9mm・20mm・36mm・39mm・60mm・90mm
厚み(見付)や幅(見込み)など、使用する木材の各寸法です。
使用する木材は、
樹種を決め、見せ方・使い方・施工方法などを考慮し、加工寸法を検討・決定します。
そして、
その加工寸法に対して、設置する間隔・位置といった固定寸法も同時に検討・決定します。
今までの経験から直ぐに決める事ができる部分もありますが、
納まりの複雑な部分は、各寸法と設置位置を複数案検討しながら、良し悪しを比較し、最適な計画案を決定します。
木材の寸法に規則性を持たせることで、
視覚情報を整理し全体のデザイン性を統一しています。
また、
材料の流用など、加工性・施工性なども意識しています。
写真は、工事中の千葉市のお宅、吹抜け周りの木手摺です。
今回の計画で特に納まりが複雑な部分となります。
1階の吹抜け下から見上げた際、野暮ったくなく、美しく見えるように慎重に検討した部分です。
縦桟を吹抜け内側の壁面に持ち出して固定する方法であれば、 設計・施工両面で考慮すべき取り合いが減少し、工事が楽になります。
しかし、
その場合、縦桟の存在感が強くなりすぎて、野暮ったい印象を与えてしまう可能性があります。
また、
今回は吹抜け自体が小さいため、縦桟を持ち出すと、吹抜けがひと回り小さく見えてしまう懸念があります。
そこで、今回は「床面へ縦桟を取り付ける」という、少々複雑な(面倒な)納まりとしています。
ここで問題になってくるのが、平面的な各方向(X方向・Y方向)の揺れをどう抑えるか?という事です。

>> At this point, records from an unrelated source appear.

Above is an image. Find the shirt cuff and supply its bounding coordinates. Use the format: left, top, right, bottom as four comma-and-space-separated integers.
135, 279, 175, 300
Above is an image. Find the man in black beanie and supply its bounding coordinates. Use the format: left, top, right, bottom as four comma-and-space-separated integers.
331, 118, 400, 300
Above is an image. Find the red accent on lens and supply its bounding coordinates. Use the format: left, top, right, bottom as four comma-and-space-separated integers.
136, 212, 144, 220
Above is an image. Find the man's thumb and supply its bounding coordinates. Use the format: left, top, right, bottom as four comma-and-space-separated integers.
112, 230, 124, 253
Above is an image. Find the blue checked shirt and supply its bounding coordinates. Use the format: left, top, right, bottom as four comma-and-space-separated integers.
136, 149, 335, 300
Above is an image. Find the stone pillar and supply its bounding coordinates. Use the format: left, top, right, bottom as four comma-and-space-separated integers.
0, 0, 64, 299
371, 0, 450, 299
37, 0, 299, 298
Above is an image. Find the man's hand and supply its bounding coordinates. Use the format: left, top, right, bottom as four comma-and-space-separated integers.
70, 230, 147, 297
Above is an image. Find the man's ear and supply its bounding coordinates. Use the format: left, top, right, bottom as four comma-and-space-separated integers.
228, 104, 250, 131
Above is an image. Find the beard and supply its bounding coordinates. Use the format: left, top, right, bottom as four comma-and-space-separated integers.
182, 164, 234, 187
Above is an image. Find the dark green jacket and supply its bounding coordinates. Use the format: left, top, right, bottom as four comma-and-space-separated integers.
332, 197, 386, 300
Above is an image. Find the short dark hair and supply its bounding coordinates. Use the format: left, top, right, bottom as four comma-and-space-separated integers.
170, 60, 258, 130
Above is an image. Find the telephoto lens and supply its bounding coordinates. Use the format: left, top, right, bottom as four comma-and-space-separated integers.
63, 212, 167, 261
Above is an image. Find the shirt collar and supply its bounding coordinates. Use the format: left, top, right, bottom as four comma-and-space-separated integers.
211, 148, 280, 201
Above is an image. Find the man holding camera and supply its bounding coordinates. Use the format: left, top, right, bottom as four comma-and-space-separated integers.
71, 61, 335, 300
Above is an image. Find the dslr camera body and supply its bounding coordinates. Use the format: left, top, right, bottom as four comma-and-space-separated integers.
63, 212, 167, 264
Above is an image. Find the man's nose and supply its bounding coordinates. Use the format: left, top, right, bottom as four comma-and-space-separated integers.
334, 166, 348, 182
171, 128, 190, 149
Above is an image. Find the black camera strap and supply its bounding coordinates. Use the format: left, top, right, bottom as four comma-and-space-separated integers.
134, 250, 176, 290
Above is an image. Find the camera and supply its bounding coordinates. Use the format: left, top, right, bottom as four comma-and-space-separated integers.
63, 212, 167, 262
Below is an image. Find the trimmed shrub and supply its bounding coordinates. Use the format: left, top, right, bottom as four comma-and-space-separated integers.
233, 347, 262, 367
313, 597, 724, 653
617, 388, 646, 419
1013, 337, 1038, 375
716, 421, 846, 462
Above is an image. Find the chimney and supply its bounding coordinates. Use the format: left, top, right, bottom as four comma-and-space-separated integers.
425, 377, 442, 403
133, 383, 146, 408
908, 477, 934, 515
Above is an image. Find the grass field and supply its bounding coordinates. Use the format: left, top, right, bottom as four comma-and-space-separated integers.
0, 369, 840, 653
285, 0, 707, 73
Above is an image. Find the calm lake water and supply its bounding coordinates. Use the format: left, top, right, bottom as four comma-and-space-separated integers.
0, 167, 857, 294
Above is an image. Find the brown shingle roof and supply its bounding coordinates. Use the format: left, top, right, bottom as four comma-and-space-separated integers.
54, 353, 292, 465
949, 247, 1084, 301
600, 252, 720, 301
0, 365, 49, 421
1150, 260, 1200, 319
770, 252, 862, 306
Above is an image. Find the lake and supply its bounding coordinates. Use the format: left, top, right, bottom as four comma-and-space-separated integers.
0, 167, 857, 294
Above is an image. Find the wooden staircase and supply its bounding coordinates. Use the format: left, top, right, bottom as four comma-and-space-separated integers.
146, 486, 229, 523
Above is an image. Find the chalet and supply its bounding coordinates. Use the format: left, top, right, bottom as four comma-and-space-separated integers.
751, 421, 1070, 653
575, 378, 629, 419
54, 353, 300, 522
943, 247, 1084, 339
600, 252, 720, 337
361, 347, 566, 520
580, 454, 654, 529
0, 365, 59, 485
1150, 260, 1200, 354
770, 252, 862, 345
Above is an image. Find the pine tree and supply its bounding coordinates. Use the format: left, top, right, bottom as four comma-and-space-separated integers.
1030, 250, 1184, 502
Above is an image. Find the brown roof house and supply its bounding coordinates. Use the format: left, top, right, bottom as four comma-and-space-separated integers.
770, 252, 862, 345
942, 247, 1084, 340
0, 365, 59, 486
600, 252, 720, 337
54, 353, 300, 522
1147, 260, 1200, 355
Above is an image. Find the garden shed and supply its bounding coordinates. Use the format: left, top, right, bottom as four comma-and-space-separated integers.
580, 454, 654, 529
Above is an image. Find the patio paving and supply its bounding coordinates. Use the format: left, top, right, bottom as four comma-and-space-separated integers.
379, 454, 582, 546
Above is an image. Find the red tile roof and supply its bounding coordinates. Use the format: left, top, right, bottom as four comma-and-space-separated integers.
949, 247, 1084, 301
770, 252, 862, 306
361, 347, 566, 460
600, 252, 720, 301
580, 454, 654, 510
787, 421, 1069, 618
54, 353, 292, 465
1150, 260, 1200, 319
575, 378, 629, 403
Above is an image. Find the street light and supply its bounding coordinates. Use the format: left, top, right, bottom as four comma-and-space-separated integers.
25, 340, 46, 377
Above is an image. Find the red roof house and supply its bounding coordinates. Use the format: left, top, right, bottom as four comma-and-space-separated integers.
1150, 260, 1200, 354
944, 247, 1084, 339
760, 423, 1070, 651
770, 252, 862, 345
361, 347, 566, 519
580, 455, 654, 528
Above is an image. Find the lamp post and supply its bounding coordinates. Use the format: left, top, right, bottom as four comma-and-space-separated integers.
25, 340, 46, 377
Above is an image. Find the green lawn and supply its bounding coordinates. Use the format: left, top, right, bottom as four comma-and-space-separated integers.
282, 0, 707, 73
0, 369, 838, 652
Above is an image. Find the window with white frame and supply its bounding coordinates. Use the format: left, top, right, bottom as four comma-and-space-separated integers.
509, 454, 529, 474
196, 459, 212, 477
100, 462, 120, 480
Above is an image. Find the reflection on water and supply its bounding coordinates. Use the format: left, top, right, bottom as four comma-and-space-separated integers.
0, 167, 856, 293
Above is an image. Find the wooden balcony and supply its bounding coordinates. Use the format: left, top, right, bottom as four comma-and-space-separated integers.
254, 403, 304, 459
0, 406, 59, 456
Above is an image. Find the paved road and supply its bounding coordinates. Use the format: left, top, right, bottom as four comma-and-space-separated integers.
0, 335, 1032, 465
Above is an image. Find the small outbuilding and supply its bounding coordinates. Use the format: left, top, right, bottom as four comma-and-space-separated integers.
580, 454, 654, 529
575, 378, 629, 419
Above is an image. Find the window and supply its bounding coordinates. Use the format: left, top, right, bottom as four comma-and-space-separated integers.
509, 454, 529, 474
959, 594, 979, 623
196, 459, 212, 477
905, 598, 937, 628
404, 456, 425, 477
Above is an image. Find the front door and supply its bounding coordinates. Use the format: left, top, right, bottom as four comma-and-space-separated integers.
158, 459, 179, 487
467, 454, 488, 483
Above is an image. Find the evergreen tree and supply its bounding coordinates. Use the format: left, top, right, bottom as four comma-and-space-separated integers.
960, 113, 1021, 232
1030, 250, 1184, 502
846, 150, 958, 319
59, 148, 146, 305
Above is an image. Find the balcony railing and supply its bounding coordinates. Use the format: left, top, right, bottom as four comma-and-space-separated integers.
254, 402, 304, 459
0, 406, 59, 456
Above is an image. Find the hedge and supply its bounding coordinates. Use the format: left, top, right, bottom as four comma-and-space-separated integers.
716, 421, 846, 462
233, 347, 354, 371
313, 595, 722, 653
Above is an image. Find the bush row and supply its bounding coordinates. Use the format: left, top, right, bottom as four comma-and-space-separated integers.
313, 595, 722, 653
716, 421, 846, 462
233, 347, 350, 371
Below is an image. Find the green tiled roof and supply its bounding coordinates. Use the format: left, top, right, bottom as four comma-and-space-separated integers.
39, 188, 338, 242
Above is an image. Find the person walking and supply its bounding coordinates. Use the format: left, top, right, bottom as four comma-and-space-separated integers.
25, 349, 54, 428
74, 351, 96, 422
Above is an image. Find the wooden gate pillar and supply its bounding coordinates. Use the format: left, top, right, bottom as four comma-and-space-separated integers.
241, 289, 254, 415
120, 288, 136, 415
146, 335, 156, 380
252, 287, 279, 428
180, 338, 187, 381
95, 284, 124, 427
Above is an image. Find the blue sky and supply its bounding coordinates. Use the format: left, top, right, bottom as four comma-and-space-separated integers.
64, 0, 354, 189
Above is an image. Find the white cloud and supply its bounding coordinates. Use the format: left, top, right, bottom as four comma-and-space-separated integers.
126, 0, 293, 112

その問題点に対して、今回は、『三位一体|総持ち』という事を考えました。
縦桟・横桟(丸棒)・一番上の笠木
それぞれの木材は華奢な寸法ですが、
それらが三位一体となり、手摺としての機能を担保できるデザインです。
三つの材料が組み合わされる事で、
各方向(X方向・Y方向)の揺れを抑えつつ、視線の抜けを確保できる構成となっています。
笠木の終端に構造柱があることも好条件でした。
また、
この木手摺の縦桟はキャットウォークのスノコ床とも取合う為、
スノコ自体の寸法とスノコ同士の設置間隔に対して、木手摺をどの程度の間隔で立てるのか・・・など、
複雑な取り合いと全体のバランスを意識し決定しています。
大工さんも、図面から設計意図をくみ取り丁寧に施工してくださいました。ありがとうございます!
とても良い仕上がりになったと感じています。